When the scope of an assessment includes an application that is being developed (either customer-facing in a Product company or internal in a tech-enabled Services business), how that application is deployed, hosted, monitored, and supported are all critical factors in the overall health of a technology organization and the experience of the customer.

In most cases, contemporary applications are hosted either in AWS, Azure, or Google Cloud, and each comes with myriad available services and configuration options for monitoring, security, and scaling. How these environments are set up and managed can have just as much impact on customer experience as the quality of the application itself. Because of that, it is important to have resources who are experts in these platforms to perform this assessment – not just an Architect or Developer who is generally familiar with the applicable cloud environment, as is frequently the case.

Similar to the approach of how we look at the application architecture, we assess the hosting environment across five key factors:

  1. Scalability – how well can the environment scale up from a system resources perspective to handle growing demand?
  2. Maintainability – how easily can existing personnel maintain the systems?
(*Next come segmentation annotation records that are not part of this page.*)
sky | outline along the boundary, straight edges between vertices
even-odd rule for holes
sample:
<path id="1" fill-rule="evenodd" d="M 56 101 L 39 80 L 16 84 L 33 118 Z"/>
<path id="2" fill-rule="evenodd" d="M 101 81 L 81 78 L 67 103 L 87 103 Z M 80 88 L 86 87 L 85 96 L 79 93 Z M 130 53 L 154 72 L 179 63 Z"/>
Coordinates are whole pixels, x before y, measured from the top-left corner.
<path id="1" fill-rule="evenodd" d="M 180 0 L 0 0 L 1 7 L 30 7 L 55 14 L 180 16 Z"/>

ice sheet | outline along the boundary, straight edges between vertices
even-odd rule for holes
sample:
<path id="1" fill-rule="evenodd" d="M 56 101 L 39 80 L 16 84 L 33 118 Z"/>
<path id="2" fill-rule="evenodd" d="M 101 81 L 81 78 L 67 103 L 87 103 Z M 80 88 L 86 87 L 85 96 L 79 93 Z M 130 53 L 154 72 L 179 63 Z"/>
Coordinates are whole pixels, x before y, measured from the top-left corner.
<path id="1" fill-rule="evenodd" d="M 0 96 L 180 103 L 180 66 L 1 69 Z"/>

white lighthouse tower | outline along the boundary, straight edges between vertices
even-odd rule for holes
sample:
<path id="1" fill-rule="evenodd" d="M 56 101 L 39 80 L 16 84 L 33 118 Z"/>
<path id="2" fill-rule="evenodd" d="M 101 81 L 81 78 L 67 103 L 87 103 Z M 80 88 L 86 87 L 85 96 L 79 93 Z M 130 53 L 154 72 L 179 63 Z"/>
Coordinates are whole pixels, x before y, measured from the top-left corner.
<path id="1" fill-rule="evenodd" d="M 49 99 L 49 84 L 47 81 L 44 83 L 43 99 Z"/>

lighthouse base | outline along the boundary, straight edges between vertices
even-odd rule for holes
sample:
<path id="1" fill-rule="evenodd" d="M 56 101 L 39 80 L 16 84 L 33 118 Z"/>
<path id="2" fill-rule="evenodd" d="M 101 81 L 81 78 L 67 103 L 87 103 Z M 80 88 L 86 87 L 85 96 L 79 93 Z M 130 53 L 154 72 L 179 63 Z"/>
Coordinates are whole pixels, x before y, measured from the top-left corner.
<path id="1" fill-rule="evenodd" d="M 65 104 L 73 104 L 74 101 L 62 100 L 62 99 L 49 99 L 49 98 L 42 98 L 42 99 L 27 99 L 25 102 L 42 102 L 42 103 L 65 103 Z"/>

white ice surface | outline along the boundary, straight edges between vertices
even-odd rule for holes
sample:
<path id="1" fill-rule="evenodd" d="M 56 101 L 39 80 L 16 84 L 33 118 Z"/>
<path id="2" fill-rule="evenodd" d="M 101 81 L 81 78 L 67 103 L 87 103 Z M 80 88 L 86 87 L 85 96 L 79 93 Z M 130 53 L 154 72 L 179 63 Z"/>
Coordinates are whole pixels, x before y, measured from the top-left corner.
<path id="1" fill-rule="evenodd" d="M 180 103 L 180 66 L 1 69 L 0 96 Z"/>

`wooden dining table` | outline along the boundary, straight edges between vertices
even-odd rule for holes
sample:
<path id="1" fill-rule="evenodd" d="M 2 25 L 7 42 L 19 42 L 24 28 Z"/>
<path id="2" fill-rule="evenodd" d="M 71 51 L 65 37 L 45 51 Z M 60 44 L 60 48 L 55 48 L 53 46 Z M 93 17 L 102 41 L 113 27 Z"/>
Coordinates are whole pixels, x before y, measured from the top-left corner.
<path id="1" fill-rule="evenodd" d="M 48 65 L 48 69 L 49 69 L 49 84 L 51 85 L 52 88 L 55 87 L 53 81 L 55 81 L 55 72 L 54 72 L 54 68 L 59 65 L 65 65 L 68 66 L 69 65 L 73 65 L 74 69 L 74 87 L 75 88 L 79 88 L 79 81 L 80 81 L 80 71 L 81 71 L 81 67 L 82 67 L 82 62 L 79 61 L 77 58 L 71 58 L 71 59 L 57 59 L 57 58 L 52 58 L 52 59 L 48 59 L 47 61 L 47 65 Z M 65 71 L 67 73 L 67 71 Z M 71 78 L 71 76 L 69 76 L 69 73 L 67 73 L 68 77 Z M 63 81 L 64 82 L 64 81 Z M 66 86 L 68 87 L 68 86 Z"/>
Do the necessary skill sets exist within the current team, or will external help be required?
  3. Flexibility – how easily can the hosting environment be changed to adapt to changing business and technical requirements?
  4. Security – are best practices followed to ensure user access is set up to limit user access to only the minimal capabilities they need. Is the environment configured in a way that best prevents any kind of breach?
  5. Reliability – how well is the environment configured to ensure uptime in the event of a failure in any given architecture component? Is the system highly available?

From a DevOps perspective, we also look at the processes, systems, and tools used to deploy code, maintain the production environment, and monitor and troubleshoot production issues. Again, these practices have a major impact on the overall customer experience.